Dr. Landvater is leading a multidisciplinary team of cardiothoracic surgeons, interventional cardiologists, non-invasive cardiologists and other specialists hand-picked to implant the device and establish a new UNC/Rex Heart Valve Center. In addition to Dr. Landvater, the center's team includes Dr. Christian Gring, Dr. Matthew Hook and Dr. R. Lee Jobe of Wake Heart & Vascular; Dr. Timothy Gruebel of American Anesthesiology of North Carolina; Dr. Andy Kiser, chief of UNC's Cardiothoracic Surgery division; and Dr.
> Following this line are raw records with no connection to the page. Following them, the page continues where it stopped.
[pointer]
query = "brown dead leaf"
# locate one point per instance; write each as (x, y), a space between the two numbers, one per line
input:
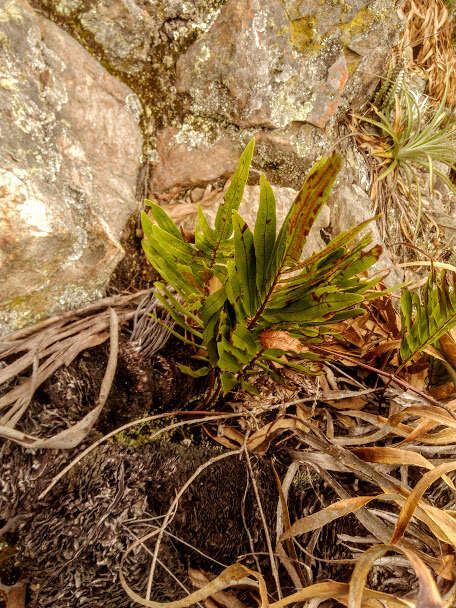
(281, 340)
(352, 403)
(16, 597)
(389, 455)
(260, 440)
(339, 592)
(214, 284)
(442, 391)
(326, 515)
(448, 346)
(225, 598)
(413, 499)
(429, 596)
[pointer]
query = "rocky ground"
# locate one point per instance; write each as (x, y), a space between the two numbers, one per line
(106, 103)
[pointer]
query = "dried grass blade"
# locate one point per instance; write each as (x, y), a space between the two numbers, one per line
(415, 496)
(429, 596)
(327, 515)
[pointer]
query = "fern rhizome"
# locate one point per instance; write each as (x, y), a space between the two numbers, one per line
(245, 301)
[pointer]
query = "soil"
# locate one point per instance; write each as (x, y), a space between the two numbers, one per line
(67, 547)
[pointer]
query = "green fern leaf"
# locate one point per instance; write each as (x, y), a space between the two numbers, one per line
(265, 232)
(426, 319)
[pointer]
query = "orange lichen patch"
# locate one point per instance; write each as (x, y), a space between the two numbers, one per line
(426, 43)
(328, 95)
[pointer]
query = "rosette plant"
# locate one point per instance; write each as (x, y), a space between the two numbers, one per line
(243, 300)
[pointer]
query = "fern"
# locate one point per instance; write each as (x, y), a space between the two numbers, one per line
(244, 299)
(426, 319)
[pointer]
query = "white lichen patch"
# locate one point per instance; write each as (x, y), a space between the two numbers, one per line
(11, 12)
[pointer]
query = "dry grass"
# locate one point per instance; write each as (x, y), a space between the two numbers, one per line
(380, 444)
(426, 45)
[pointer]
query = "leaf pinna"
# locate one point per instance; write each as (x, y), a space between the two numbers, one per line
(262, 283)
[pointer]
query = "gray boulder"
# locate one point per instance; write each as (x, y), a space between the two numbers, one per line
(69, 159)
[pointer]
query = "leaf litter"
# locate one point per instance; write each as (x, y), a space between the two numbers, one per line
(378, 444)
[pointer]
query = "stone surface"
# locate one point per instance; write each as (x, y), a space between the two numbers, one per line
(271, 63)
(69, 158)
(279, 71)
(139, 41)
(183, 165)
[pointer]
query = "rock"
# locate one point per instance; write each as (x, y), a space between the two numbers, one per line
(72, 542)
(140, 42)
(183, 165)
(270, 63)
(70, 155)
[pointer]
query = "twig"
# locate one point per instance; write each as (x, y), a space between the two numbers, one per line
(380, 372)
(89, 449)
(275, 572)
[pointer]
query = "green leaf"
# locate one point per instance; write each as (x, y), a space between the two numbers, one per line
(163, 219)
(426, 319)
(228, 381)
(308, 204)
(244, 257)
(194, 373)
(265, 233)
(234, 194)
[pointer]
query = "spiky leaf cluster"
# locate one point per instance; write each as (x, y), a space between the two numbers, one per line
(234, 284)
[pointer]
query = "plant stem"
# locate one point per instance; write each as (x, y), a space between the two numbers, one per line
(380, 372)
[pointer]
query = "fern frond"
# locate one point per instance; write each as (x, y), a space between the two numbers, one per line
(426, 319)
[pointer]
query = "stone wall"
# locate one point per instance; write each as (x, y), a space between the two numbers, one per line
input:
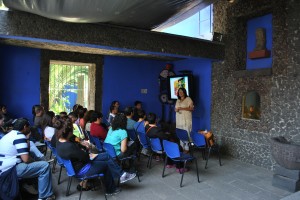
(249, 140)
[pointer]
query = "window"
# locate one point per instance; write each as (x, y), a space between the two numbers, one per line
(68, 85)
(199, 25)
(251, 106)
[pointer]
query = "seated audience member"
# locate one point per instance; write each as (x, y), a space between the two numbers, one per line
(87, 120)
(137, 107)
(76, 109)
(113, 111)
(81, 114)
(139, 126)
(152, 131)
(128, 111)
(115, 103)
(7, 119)
(47, 126)
(77, 129)
(97, 128)
(39, 112)
(2, 133)
(14, 148)
(101, 163)
(63, 114)
(118, 138)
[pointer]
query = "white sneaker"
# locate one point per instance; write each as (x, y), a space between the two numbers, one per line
(127, 177)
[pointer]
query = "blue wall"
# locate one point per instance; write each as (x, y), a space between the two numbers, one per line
(252, 25)
(123, 79)
(20, 79)
(201, 69)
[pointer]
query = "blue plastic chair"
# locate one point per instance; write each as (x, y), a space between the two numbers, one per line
(80, 175)
(172, 151)
(48, 144)
(112, 153)
(198, 143)
(143, 140)
(98, 143)
(132, 134)
(183, 136)
(156, 148)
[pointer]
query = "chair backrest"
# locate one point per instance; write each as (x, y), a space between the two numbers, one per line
(132, 134)
(109, 148)
(58, 158)
(198, 139)
(171, 149)
(48, 143)
(97, 142)
(69, 167)
(182, 134)
(143, 139)
(155, 144)
(88, 133)
(70, 170)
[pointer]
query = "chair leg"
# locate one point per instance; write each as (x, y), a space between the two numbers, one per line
(59, 175)
(163, 174)
(135, 168)
(150, 161)
(103, 187)
(203, 154)
(197, 170)
(219, 156)
(80, 191)
(184, 165)
(54, 165)
(69, 186)
(207, 157)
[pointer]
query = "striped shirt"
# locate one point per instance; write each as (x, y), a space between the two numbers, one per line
(12, 146)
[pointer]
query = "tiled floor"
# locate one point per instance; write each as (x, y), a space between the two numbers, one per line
(234, 180)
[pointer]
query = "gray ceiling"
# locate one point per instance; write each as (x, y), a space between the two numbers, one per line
(141, 14)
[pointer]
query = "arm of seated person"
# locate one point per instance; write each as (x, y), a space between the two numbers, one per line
(26, 158)
(124, 145)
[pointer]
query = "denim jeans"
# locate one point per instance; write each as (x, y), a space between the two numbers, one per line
(103, 163)
(41, 170)
(35, 152)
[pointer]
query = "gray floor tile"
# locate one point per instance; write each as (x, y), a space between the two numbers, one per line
(233, 181)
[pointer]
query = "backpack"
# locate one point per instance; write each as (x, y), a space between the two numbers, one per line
(9, 184)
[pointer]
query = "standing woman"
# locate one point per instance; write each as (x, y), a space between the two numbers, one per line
(183, 108)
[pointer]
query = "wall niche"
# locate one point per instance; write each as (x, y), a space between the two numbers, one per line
(251, 106)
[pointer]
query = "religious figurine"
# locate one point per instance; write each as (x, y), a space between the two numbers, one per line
(260, 34)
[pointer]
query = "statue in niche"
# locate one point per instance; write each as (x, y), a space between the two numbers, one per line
(260, 35)
(251, 106)
(260, 50)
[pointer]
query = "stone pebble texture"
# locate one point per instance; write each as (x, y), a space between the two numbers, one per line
(279, 90)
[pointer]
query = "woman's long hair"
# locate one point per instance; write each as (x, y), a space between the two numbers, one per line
(119, 122)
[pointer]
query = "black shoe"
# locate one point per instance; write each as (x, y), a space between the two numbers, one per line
(83, 189)
(117, 191)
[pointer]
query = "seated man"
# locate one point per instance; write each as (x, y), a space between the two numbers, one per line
(152, 131)
(113, 111)
(14, 150)
(128, 111)
(77, 129)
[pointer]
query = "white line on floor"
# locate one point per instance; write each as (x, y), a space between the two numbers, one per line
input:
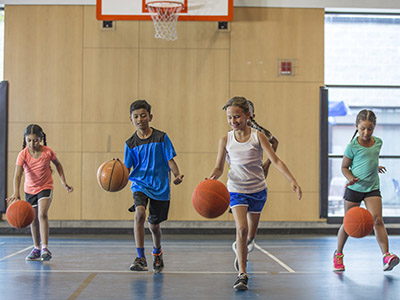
(285, 266)
(144, 273)
(18, 252)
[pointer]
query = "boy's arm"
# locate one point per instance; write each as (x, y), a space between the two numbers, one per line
(175, 170)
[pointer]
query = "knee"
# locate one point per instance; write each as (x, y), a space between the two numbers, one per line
(43, 215)
(154, 228)
(140, 216)
(242, 231)
(378, 221)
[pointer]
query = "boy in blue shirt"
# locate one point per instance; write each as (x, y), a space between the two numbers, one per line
(151, 155)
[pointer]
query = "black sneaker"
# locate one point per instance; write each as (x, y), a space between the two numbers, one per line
(241, 282)
(140, 264)
(158, 263)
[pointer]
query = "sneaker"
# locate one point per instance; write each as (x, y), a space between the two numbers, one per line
(140, 264)
(390, 261)
(338, 261)
(34, 255)
(241, 282)
(45, 254)
(158, 263)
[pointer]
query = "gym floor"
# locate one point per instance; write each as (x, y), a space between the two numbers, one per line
(196, 267)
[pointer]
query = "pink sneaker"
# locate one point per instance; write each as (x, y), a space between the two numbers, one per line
(338, 261)
(390, 261)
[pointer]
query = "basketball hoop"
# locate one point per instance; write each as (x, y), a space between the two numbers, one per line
(165, 15)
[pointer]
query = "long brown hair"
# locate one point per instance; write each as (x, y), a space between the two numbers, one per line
(364, 115)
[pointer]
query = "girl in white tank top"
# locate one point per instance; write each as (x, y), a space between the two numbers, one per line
(242, 148)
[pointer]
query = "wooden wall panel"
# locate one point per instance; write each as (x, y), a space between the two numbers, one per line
(125, 34)
(187, 92)
(78, 81)
(110, 82)
(107, 137)
(43, 63)
(196, 167)
(259, 36)
(290, 111)
(61, 137)
(67, 206)
(98, 204)
(191, 35)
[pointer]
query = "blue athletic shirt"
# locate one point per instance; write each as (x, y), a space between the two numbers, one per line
(149, 158)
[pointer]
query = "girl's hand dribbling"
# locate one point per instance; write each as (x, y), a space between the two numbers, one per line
(12, 199)
(297, 189)
(69, 188)
(352, 181)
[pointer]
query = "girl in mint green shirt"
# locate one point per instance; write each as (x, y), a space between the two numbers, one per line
(360, 166)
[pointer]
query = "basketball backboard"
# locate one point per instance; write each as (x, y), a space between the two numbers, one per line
(194, 10)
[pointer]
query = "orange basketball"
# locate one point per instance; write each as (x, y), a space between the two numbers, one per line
(210, 198)
(112, 175)
(20, 214)
(358, 222)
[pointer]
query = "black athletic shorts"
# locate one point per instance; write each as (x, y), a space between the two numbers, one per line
(158, 209)
(354, 196)
(34, 199)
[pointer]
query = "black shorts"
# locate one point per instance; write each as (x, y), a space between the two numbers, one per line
(354, 196)
(34, 199)
(158, 209)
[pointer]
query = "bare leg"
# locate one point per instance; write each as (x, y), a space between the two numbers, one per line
(35, 230)
(155, 230)
(43, 208)
(239, 214)
(342, 235)
(140, 216)
(374, 205)
(253, 221)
James Zidar, president of Rex Heart & Vascular Specialists.
"Pooling together that much expertise benefits patients by increasing the likelihood the procedure will be successful," Hook said. "The clinical research on TAVR shows such a marked benefit in saving lives. It really moves the field forward."
The new heart valve center at Rex is currently screening patients and expects to perform the first TAVR procedure in May. The device and procedure has been studied extensively in the United States and has been used successfully in Europe since 2002.
About 250,000 Americans suffer from severe aortic stenosis, often developing debilitating symptoms that can affect normal day-to-day activities such as walking short distances or climbing stairs. Generally, the condition affects people over 70. Aortic stenosis occurs when the aortic valve does not properly open and close, usually due to a build-up of calcium. The calcium build-up restricts blood flow from the heart to the rest of the body, weakens heart muscles and increases the risk of heart failure. Symptoms of the disease can include extreme fatigue, dizziness, chest pain or pressure, shortness of breath during activity, rapid or irregular heart beat and fainting.